In the spring of 1861, three slaves – Frank Baker, James Townsend and Shepard Mallory – were sent by their masters to dig fortifications for the Confederate army. Instead, they decided to flee to Fort Monroe, looking to the U.S. Army for help. On May 24, 1861, a Virginia militia officer came to the fort demanding the return of the men. The fort’s commander, Major General Benjamin F. Butler, refused. Butler stated that since the men were being described as property and were being used in the Confederate war effort, the rules of war allowed him to confiscate that “property” as “contraband of war.” Butler’s far-reaching gesture prompted thousands of slaves to run to Hampton to Fort Monroe to get behind Union lines and join in the Union’s war effort in exchange for their liberation.

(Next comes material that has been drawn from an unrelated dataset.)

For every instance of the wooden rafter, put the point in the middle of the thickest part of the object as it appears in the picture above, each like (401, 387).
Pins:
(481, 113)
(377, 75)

The “contraband decision” occurred nearly two years before President Abraham Lincoln’s Emancipation Proclamation, and four years before the Thirteenth Amendment abolished all slavery in the United States.

Partially bordered by the Hampton Roads harbor and Chesapeake Bay, Hampton, with the 344,000 sq. ft. Hampton Roads Convention Center, is located in the center of the Hampton Roads metropolitan area. Hampton is the site of America's first continuous English-speaking settlement and is home to such visitor attractions as the Virginia Air & Space Center and Riverside IMAX ® Theater, Hampton History Museum, harbor tours and cruises, Hampton University Museum, Fort Monroe, award-winning Hampton Coliseum, The American Theatre, among others.